The stock market as measured by the DJIA had been up over 300 points in anticipation of the positive vote in the House. But it dropped 470 points off it’s high for the day to close down 157 points for the day, and down over 800 points for the week.
In addition, the credit markets remained frozen after the bailout was approved.
My own personal view is that the market is trying to form a bottom and it would do that without the bailout. (See some of the evidence here.) The pressure to get the bailout passed was more about getting the taxpayers to pick up the bill for the bad decisions of banks. It would be much harder to sell that politically if the markets had already started to recover on their own.
Today’s purchase of Wachovia Bank by Well’s Fargo without any help from the government, along with Warren Buffet’s multi-billion dollar investments in Goldman Sachs and GE show that big investors are finding great long-term value in the stock market at these levels.
Continued efforts by the government to artificially prop up markets with bailouts and restrictions on short sales will only further erode confidence I believe.
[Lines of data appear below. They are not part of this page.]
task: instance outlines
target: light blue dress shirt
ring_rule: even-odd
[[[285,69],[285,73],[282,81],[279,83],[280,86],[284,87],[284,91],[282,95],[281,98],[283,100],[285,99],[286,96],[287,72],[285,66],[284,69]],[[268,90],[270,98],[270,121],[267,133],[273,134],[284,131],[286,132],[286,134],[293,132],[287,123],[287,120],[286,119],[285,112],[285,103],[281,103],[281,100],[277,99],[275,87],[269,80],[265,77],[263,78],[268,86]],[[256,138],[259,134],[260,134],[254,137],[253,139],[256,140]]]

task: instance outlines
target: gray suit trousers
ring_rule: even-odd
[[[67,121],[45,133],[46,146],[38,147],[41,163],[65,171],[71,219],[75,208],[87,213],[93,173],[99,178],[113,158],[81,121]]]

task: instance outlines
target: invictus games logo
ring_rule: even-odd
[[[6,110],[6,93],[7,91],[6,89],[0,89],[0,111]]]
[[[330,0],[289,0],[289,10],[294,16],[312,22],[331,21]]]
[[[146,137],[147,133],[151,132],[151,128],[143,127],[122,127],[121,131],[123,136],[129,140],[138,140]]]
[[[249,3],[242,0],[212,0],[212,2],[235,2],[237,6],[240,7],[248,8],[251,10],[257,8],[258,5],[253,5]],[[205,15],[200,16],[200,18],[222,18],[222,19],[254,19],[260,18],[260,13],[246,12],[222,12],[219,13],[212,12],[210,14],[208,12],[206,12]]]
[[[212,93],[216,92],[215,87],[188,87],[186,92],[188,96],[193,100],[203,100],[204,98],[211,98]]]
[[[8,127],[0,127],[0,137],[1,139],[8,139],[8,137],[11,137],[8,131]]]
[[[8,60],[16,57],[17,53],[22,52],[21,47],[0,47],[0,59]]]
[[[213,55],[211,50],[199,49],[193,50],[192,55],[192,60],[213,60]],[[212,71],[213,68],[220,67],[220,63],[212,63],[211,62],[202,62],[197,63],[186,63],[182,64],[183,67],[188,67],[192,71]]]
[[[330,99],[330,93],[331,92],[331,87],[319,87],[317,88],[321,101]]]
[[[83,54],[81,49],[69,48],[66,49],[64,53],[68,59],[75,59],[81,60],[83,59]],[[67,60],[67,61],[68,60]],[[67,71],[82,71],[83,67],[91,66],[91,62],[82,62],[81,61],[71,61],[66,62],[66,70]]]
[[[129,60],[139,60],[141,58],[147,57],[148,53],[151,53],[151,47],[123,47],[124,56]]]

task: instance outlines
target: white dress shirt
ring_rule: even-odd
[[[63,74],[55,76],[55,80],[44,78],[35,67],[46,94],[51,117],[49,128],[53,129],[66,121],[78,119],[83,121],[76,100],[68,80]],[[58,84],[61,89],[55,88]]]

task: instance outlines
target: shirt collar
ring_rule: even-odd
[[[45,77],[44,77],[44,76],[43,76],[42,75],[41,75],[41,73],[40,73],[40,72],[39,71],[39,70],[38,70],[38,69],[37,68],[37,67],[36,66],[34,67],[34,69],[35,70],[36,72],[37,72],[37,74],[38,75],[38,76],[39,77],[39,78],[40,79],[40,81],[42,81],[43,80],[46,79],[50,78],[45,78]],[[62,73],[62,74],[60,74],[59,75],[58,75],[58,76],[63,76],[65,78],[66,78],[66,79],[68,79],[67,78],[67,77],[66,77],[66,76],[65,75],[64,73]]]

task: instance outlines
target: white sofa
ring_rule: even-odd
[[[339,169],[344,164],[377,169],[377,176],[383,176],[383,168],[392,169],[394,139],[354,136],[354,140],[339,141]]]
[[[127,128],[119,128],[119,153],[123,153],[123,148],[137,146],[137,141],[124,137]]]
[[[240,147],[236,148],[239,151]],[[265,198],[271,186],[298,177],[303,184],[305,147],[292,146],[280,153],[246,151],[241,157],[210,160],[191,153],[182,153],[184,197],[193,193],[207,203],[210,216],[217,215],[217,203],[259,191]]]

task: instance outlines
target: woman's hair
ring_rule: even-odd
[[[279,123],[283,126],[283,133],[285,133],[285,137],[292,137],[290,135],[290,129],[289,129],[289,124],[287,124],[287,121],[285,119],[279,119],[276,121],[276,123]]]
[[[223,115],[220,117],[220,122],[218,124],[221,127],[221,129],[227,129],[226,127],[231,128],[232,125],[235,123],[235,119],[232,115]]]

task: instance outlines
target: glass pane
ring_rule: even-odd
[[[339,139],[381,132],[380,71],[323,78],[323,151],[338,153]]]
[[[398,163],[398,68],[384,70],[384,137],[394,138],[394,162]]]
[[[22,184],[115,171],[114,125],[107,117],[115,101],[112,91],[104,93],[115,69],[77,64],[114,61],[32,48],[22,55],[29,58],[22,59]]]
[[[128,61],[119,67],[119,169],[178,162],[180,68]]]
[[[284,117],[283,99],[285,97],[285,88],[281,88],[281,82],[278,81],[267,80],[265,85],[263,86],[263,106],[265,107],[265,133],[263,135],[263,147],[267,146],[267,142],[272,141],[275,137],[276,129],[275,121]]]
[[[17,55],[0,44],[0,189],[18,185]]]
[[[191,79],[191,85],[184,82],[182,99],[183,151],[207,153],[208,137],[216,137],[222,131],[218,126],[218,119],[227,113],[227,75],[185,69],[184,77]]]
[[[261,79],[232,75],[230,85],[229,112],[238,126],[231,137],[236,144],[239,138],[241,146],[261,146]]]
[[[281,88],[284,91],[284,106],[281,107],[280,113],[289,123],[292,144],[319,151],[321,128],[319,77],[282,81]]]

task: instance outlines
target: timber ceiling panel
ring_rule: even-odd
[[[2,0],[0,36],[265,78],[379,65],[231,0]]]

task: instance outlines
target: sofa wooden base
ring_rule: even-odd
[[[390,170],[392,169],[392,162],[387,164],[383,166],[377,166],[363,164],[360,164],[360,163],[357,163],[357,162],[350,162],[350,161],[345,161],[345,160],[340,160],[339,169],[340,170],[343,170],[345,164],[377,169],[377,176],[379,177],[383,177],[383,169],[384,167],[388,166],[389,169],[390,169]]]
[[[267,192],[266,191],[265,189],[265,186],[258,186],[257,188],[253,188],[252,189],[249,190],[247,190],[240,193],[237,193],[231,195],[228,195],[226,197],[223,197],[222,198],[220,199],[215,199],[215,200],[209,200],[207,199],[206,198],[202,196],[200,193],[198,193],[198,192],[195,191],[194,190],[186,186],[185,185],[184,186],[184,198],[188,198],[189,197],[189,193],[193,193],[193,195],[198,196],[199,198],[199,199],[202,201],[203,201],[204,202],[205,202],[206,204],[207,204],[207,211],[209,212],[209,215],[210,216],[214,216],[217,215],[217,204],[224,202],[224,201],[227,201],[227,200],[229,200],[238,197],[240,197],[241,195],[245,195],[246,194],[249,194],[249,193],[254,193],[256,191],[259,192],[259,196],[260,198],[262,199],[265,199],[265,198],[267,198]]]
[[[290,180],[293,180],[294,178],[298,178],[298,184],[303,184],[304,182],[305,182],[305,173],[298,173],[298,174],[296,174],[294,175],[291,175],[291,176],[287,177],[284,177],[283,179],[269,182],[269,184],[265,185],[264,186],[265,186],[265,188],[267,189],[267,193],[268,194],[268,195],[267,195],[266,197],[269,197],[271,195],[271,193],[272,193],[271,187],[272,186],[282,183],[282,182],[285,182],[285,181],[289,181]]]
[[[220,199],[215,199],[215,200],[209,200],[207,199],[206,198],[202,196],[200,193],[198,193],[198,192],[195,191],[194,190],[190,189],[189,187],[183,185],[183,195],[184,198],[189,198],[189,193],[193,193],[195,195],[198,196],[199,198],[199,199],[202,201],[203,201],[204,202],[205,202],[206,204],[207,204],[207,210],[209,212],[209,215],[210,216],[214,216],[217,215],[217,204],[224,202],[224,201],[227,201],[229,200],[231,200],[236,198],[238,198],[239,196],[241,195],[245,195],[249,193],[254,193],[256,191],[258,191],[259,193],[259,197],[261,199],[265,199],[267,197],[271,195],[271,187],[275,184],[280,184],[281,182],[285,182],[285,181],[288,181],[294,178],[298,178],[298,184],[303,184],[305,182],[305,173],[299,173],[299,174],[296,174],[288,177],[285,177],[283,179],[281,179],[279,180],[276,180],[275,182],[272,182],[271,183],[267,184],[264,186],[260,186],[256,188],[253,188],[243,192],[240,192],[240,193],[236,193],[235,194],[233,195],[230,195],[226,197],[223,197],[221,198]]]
Artificially propping up housing prices didn’t work in recent years did it? That’s what got us into this mess. But at along as the public views government intervention in the markets are their salvation, we’ll get more of the same. I fear this could drag on for a long time.
Markets, in order to function properly must be free and honest. The government has a nasty habit frustrating those ideals making it impossible to know what the true value of anything is.